Fernando tiene cabeza de hisn y corazón de alquería, hospitalario y generoso, apegado a la tierra que excava e interpreta, un tipo que, atento observador de los demás y de lo otro, tamiza lo que adquiere y extrae en sus creaciones momentos de belleza inaudita: en Monte Horquera, planta La Santa Cena —escena de la representación de la Pasión de Cristo que produce un grupo de teatro amateur de Nueva Carteya, Córdoba— frente a las ruinas de la Ermita de la Torre de Los Santos, y filma a los actores, estáticos, con luz caravaggiesca, creando una escena de una plasticidad y belleza que harían palidecer al mismo Sorrentino, cuando, de repente, aparece Tito Polo ataviado como Judas por el camino, levantando polvo con su Puch Minicross, para cerrar la escena rebañando los platos —que no eran de atrezo— mientras los demás recogen, en un falso fuera de cámara que revive a Guzmán de Alfarache o a Lázaro de Tormes. Es esa la grandeza de Penco, extraer lo universal de la anécdota con toda naturalidad.

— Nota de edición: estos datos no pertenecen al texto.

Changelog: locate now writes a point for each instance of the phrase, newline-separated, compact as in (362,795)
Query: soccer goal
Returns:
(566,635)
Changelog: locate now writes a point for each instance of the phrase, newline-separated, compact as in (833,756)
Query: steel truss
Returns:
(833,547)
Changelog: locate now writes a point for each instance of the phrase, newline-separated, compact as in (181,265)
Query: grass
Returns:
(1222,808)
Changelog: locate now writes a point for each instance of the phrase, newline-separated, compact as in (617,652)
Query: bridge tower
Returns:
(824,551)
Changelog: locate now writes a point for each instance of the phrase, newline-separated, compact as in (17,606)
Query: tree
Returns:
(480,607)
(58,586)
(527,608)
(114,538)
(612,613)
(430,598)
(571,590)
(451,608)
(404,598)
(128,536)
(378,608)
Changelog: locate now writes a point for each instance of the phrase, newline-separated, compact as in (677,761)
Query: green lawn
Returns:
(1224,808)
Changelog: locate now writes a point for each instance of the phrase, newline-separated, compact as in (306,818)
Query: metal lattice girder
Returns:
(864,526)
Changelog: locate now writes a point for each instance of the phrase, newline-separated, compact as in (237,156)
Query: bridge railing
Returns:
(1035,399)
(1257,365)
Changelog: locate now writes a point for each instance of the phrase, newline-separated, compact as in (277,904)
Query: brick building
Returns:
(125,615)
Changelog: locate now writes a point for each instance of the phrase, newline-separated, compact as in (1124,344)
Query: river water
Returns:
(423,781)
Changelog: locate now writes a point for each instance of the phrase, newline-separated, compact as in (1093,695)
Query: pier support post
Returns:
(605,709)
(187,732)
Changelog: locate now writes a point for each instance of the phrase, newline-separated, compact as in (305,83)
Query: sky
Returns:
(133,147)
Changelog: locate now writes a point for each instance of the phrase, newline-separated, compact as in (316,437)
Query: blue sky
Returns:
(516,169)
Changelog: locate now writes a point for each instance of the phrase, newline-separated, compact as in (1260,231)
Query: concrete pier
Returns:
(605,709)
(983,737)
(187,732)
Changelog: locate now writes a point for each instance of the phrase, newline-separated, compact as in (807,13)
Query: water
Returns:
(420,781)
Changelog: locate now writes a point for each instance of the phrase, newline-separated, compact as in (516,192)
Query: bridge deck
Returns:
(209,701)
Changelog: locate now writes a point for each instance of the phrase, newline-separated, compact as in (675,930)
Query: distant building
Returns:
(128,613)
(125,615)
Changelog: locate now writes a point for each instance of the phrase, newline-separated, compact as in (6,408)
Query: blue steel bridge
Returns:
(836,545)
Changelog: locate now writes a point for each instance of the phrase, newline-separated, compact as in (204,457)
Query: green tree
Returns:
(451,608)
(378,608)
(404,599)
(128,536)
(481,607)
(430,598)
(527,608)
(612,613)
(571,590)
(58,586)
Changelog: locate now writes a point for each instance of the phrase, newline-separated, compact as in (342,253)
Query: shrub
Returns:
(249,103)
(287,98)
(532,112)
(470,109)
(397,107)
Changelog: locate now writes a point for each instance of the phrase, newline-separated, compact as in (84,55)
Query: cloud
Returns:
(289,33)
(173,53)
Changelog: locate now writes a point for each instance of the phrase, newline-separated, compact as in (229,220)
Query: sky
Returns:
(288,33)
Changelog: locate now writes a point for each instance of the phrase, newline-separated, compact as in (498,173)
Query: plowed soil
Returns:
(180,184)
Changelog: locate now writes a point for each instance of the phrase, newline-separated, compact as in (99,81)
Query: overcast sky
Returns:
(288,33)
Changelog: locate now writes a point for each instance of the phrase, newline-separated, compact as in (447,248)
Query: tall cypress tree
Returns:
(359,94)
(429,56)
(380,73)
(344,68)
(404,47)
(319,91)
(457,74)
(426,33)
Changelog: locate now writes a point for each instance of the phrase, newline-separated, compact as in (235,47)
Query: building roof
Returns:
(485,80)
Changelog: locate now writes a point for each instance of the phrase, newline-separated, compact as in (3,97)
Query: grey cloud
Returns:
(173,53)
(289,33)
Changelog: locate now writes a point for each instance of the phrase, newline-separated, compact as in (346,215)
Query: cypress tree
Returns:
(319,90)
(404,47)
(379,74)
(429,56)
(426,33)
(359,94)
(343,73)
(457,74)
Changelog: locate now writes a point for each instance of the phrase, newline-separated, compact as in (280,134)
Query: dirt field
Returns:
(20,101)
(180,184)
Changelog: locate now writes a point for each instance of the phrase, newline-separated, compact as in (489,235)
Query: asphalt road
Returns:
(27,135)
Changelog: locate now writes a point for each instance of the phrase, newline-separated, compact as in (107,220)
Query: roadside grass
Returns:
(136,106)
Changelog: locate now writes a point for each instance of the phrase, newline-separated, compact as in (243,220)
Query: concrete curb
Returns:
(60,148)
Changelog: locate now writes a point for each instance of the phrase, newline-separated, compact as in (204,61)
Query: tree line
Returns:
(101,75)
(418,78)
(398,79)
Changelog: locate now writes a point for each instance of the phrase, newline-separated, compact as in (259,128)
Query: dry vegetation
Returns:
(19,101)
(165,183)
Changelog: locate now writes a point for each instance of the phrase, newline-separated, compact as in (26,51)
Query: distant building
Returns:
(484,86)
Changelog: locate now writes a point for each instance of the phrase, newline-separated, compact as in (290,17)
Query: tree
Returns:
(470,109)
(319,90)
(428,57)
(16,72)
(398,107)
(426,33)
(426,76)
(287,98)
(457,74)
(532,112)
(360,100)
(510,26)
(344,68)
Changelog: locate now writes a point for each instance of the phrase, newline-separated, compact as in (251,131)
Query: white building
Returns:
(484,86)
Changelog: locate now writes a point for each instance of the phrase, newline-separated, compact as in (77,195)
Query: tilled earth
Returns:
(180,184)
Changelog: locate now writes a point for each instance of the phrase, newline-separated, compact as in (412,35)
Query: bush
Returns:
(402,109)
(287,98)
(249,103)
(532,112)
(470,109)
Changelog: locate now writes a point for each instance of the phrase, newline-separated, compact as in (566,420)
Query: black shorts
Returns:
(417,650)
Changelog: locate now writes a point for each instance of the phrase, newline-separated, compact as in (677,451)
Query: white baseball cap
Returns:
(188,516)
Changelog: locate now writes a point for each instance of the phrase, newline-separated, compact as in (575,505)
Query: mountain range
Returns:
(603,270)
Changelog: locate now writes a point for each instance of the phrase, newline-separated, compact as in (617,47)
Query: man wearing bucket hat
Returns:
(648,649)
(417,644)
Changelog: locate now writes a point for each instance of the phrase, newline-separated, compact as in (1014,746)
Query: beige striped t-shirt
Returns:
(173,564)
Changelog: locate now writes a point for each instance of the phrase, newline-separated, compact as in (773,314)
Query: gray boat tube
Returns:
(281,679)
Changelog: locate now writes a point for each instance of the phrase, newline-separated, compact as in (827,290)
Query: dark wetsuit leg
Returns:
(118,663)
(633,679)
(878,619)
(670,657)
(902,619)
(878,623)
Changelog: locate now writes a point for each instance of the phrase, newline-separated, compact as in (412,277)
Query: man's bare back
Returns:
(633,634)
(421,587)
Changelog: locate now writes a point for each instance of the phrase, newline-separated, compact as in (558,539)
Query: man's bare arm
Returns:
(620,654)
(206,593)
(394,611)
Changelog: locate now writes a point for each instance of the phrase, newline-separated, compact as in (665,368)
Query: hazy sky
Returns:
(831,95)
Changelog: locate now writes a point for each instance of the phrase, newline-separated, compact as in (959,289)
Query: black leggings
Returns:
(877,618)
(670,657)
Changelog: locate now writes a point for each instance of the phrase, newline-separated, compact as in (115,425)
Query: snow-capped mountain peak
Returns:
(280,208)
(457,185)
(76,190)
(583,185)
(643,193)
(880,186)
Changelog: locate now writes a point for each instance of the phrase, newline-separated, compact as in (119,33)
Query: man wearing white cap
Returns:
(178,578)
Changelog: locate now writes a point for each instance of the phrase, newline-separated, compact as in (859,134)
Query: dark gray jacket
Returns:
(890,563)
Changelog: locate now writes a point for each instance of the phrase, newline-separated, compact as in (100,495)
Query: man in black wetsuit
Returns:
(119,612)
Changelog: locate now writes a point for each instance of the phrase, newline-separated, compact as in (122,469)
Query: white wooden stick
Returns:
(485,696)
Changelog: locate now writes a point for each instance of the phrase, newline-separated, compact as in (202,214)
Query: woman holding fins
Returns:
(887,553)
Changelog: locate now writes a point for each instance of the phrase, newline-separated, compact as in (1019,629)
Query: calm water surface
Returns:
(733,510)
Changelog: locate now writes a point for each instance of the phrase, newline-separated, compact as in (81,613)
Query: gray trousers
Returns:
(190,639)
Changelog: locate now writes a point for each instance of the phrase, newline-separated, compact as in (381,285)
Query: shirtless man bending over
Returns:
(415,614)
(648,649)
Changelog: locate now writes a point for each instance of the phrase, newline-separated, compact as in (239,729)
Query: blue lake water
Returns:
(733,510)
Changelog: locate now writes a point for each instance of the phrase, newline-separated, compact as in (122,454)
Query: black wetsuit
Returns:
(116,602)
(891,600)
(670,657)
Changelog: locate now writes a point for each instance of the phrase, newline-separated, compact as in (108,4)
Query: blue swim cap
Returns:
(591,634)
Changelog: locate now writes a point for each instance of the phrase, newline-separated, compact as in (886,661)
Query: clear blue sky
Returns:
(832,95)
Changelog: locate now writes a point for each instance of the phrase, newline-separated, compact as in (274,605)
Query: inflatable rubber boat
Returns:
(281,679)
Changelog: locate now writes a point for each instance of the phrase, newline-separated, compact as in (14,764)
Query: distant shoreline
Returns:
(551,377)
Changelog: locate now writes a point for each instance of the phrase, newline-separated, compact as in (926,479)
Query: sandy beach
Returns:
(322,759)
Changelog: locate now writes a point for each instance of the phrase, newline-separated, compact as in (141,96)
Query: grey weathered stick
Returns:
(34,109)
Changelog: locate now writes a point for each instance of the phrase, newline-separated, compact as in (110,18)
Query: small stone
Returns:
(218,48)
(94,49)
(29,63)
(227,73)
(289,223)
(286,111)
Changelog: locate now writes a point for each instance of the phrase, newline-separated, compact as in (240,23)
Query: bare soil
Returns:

De todos sus libros, mi favorito es Mediterráneo (Ed. Cántico, Colección Doble Orilla, narrativa, 2020), una suerte de caleidoscopio —del griego kálos, bello o hermoso; eidos, forma o imagen; y skopein, ver— palimpséstico —también del griego palin, de nuevo; y psao, raspar, frotar— escrito día a día en una de esas libretillas que garabatea constantemente, en el que literalmente raspa o frota los conceptos, las sensaciones, los conocimientos y su propia alma, generando bellas imágenes que deja a la vista de todos, alguna de las cuales, con permiso, les traigo aquí:
“KÍLIX
Exequias, pintor y alfarero ático, en respuesta a nuevos deseos, creó a un muchacho que entregaba a Dionysos un cántaro para que éste lo llenase con el zumo de sus parras.
21 de junio de 2018”
“Escuché absorto, desde el otro lado de la botella de grappa, el palique de aquel hombre de Cittadella, no pocas veces cirquero y hostil. En su torrente irrefrenable de pasión e ironía parecían darse todas las esencias de una tragedia de Shakespeare.
23 de septiembre de 2018”
“La vista se le había quedado apresada en las blancas ramas de unos almendros que crecían por encima del muro de un jardín.
30 de septiembre de 2018”
Por si aún no lo saben, Fernando es el hombre que cambió la ubicación desde Cerro Muriano hasta Espejo de la fotografía más famosa de Robert Capa, Muerte de un miliciano y, lo más importante, saturó de interrogantes una escena que podría ser verdad y no haber pasado: con miliciano, pero sin muerte, con campo, pero no de batalla y con una mujer disparando las fotografías. El resultado de dos décadas de investigación, más allá de la inexpugnable tesis de Penco —el que pueda que, empate—, es esa sensación de que el ICP y Magnum le habrían puesto la proa al bueno de Fernando y sucedan casualidades de la vida, como su olvido en el programa del Encuentro Internacional Robert Capa y la Memoria de Europa celebrado los pasados 19 y 20 de noviembre en Madrid. Será porque Fernando, como yo, es un hombre con dos manos derechas.
Algunos jueves viene de la Academia a la librería —esos días se calza la americana sobre lo que lleve, los cuellos por fuera, cual Tony Manero— y hablamos de las batallas; de fijo le digo que troyanos somos y tenemos todas las de perder. —Yo soy un aqueo ¡y tú también! —espeta siempre. ¡Arde, Troya!